Epitaph 3 – national by subtraction

A possible third epitaph may arise from the literary critic Roberto Schwarz who, according to the authors of the book in question, in the text “Nacional por subtação” published in a 2009 collection, said that in Brazil everything seems to “[…] 'start over from scratch' , and that here the national is built by subtraction.”. In the last decade in Brazil, we have experienced national campaigns for the Presidency guided by the annulment opposed to the proposition. It was like this in the 2014 elections that took Dilma Roussef and Aécio Neves to the second round, then, in 2018, in the elections that consecrated Jair Bolsonaro and Fernando Haddad and, finally, in 2022, again Jair Bolsonaro, now against Lula, the winning antagonist .

The opposition towards the right represented by Aécio Neves in 2014 and the extreme right represented by Jair Bolsonaro in 2018 and 2022 consists of a nuanced progressivism, but completely opposed to radical neoliberalism, the erasure of the memory of the military dictatorship, among several other points harmful. In any case, Dilma Roussef, Fernando Haddad and Lula supported themselves by rejecting their opponents, normally rescuing old government programs, mainly from Lula's first two terms as President (2002-2005 and 2006-2009). That lack of a country project, which also affects progressivism and even the left, results, then, in this national by subtraction from which the authors rescue, and which should appear on our collective tombstone.

The final intricacies in this tomb of the nation could continue to unfold presidential comparisons, in this case, covering Jânio Quadros (1961), Fernando Collor (1990-1992), and Jair Bolsonaro (2019-2022). Despite the more than six decades that separate the first term from the last, there are some similarities in these national figures on the right, proselytizers, who evoke – possibly without having ever read – Machado de Assis and even Roberto Schwarz. Supported by an empty discourse of combating corruption, which always required finding scarecrows – made of brooms (literally) in the case of Quadros, or of the ethereal “marajás”, in the case of Fernando Collor, and, in the case of Jair Bolsonaro, of the communists (thieves), their ideological bases could be summarized in the figures of white men on jet-skis, in a ritual of fragile performance, based on a certain conception of masculinity.

The repetition is not a mere coincidence.

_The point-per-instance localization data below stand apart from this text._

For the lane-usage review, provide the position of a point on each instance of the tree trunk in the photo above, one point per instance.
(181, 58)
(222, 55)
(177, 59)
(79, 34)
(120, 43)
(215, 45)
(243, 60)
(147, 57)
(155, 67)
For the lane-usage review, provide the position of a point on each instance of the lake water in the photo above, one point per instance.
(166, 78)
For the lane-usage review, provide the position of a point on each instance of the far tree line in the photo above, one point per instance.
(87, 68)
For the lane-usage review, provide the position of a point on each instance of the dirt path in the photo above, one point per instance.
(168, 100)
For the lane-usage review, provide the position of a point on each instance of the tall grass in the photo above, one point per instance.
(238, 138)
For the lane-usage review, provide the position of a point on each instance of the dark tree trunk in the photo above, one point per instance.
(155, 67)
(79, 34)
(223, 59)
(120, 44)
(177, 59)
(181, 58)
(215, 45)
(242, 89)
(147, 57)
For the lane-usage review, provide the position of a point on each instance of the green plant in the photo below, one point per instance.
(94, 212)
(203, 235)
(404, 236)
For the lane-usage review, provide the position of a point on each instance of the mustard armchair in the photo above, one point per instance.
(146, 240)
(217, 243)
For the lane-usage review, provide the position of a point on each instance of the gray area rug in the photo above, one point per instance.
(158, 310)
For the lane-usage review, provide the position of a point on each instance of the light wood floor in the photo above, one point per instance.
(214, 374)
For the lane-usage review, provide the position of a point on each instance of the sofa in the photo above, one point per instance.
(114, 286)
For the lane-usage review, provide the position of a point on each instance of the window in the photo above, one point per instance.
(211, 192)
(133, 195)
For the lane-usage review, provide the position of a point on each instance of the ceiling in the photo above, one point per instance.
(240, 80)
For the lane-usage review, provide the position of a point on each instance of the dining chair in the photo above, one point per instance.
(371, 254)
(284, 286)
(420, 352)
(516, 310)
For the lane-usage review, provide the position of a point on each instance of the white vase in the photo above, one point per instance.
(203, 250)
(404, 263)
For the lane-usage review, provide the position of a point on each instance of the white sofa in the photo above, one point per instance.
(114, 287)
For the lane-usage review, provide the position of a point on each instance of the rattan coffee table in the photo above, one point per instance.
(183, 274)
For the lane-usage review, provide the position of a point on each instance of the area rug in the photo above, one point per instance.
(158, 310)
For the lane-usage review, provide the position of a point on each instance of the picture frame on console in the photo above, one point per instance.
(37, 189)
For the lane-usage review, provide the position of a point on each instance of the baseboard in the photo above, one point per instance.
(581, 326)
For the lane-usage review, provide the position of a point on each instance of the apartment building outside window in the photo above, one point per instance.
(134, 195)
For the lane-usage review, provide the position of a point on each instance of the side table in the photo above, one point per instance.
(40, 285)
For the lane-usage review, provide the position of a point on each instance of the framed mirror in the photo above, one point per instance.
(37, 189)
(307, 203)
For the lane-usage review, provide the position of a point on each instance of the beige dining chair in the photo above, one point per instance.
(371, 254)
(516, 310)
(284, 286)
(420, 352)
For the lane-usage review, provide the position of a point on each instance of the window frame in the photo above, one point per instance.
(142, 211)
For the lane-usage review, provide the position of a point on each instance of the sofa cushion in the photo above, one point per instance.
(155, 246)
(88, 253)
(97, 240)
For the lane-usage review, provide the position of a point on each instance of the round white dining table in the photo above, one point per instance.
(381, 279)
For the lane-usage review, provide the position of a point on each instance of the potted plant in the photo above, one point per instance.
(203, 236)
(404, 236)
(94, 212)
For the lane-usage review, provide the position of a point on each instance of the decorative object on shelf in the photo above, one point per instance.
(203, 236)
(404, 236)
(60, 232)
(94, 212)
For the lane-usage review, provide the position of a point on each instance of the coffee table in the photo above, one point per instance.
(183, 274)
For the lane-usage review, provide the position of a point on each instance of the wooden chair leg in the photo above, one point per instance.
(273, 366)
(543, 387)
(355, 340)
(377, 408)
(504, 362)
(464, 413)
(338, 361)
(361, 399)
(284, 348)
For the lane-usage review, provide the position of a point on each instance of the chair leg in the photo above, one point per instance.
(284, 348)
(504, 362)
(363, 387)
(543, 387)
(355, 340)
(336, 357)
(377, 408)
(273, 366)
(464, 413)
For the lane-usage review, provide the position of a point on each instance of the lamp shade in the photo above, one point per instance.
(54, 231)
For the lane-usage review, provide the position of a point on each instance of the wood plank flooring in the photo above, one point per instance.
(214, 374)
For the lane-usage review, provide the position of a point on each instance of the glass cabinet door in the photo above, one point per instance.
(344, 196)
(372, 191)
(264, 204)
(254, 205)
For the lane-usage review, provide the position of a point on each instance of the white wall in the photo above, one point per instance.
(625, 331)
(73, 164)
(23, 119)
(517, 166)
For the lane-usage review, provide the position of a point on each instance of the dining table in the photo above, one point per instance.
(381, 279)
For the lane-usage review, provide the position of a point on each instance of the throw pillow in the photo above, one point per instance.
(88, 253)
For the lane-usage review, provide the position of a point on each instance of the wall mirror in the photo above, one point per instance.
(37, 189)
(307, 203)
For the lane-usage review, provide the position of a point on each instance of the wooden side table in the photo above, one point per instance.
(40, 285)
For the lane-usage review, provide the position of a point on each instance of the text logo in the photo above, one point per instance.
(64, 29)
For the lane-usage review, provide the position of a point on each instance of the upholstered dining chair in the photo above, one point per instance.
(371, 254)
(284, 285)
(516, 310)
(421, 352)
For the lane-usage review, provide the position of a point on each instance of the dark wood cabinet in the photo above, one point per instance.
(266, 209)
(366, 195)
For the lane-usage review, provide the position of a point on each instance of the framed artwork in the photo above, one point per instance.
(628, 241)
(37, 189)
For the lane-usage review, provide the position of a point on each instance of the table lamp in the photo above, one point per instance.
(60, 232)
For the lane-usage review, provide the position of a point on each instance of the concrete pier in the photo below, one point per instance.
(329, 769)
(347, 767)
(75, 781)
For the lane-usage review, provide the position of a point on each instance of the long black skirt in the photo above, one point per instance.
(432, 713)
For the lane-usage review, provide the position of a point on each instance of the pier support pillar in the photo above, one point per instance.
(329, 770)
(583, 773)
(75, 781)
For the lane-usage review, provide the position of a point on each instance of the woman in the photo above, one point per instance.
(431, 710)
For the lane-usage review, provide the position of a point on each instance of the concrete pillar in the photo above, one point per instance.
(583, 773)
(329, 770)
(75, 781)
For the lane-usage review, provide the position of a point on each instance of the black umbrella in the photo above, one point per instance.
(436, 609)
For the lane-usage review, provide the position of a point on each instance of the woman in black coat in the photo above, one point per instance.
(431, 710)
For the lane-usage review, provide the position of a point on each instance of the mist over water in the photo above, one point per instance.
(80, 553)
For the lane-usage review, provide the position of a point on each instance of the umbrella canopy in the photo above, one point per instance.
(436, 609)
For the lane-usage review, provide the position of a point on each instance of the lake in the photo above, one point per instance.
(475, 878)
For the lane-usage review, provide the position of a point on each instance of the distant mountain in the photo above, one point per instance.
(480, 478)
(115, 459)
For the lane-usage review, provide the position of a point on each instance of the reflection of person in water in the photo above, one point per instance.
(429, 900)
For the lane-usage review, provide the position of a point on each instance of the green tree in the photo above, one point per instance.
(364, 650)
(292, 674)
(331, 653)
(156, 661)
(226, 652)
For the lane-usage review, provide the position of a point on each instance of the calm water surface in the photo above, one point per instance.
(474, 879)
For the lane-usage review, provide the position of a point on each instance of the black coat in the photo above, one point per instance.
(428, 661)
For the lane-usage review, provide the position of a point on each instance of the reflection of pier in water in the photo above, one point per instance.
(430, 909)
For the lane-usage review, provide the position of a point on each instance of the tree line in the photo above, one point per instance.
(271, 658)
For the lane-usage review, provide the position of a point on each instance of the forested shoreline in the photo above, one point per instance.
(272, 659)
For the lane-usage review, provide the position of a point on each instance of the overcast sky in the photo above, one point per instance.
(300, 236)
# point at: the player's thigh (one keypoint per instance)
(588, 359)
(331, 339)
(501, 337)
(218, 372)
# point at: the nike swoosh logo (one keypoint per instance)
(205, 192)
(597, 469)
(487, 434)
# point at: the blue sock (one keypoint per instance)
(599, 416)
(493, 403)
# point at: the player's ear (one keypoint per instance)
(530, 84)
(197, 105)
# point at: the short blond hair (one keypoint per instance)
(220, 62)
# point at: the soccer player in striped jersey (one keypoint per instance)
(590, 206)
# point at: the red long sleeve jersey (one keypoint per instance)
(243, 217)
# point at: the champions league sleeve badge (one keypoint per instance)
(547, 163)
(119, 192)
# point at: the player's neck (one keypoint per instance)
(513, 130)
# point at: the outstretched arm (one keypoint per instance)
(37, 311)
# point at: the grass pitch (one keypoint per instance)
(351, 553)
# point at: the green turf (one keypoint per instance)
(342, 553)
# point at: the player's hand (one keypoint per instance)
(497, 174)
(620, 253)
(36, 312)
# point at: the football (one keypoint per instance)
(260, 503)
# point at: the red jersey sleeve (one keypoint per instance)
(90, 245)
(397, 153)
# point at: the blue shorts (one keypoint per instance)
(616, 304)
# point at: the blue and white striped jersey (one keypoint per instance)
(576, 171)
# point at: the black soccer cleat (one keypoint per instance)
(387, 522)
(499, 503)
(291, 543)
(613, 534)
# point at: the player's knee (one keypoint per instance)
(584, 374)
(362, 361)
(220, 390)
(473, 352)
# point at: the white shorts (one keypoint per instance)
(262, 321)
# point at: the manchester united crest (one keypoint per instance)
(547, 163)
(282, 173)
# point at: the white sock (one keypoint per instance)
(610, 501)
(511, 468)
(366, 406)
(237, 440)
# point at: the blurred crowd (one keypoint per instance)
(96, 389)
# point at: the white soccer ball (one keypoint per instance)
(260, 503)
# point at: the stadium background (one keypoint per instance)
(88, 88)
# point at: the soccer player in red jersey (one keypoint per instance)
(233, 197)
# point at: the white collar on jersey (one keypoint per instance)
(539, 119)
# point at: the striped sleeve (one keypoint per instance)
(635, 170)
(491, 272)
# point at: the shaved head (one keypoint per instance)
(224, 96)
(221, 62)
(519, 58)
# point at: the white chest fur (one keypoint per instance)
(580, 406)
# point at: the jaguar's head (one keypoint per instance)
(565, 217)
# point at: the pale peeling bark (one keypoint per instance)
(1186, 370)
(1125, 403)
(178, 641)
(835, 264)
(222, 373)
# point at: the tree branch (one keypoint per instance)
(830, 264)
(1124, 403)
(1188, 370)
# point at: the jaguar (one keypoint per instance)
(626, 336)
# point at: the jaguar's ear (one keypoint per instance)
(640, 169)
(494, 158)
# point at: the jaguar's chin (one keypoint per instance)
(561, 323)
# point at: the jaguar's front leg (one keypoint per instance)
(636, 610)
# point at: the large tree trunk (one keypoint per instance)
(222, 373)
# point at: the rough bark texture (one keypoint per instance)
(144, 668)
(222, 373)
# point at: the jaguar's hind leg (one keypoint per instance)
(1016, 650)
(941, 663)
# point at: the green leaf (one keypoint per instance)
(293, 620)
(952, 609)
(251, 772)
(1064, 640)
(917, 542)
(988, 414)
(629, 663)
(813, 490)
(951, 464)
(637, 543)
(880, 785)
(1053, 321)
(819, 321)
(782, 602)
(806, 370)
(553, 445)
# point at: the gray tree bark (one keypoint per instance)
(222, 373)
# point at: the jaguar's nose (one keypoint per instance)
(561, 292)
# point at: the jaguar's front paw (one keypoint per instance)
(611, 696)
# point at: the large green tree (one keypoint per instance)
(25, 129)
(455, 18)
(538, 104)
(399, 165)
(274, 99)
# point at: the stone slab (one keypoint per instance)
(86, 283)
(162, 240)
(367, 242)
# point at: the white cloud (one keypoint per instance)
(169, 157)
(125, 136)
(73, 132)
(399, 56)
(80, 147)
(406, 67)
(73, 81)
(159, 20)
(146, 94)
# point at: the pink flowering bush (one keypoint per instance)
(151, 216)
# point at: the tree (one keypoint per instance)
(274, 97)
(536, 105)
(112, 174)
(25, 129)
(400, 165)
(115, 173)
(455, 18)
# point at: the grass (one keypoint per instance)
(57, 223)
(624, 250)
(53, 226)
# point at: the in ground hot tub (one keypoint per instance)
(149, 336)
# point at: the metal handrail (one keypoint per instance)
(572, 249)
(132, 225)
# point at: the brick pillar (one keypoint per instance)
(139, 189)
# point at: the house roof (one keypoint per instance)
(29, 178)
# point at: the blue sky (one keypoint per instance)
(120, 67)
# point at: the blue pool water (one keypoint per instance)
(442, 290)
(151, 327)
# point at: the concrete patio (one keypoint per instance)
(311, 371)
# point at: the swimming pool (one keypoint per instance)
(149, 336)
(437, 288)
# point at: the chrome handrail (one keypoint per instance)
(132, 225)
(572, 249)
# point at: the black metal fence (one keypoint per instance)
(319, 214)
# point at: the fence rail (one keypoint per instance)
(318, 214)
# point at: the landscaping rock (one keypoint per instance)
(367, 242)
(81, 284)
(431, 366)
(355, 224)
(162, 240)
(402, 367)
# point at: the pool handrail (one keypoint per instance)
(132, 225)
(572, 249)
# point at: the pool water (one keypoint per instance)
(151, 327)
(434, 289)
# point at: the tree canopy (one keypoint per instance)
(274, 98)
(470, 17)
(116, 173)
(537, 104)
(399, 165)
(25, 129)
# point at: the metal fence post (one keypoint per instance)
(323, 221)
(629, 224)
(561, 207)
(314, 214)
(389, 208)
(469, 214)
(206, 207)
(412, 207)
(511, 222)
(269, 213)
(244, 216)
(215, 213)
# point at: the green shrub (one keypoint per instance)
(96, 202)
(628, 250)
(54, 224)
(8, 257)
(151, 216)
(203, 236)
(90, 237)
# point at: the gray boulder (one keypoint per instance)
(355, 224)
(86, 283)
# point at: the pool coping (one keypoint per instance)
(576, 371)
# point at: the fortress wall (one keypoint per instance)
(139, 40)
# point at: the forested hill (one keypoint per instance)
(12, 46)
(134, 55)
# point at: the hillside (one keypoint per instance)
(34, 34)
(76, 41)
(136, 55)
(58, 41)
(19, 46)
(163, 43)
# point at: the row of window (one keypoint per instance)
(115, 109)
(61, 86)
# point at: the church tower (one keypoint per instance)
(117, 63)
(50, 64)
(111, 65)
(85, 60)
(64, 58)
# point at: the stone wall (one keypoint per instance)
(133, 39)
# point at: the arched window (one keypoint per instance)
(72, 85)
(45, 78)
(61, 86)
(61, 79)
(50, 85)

In addition to starting over from scratch, Jânio Quadros, Fernando Collor and Jair Bolsonaro managed to be even more null than zero itself.

The final phrase on our national tombstone could be that bet made by the authors themselves, on the last page of the last chapter, back in that year 2015 (which, you remember, preceded the arithmetically next year, that is, 2016 – the year of the coup in Dilma Roussef): “in Brazil, who knows, democracy may not have an end, and the future will be good.” The authors made a mistake, but they must be forgiven because, after all, it is not every day that a biography of Brazil is written, much less that epitaphs are offered for it.

Carlos DeNicola is a member of the socio-environmental movement.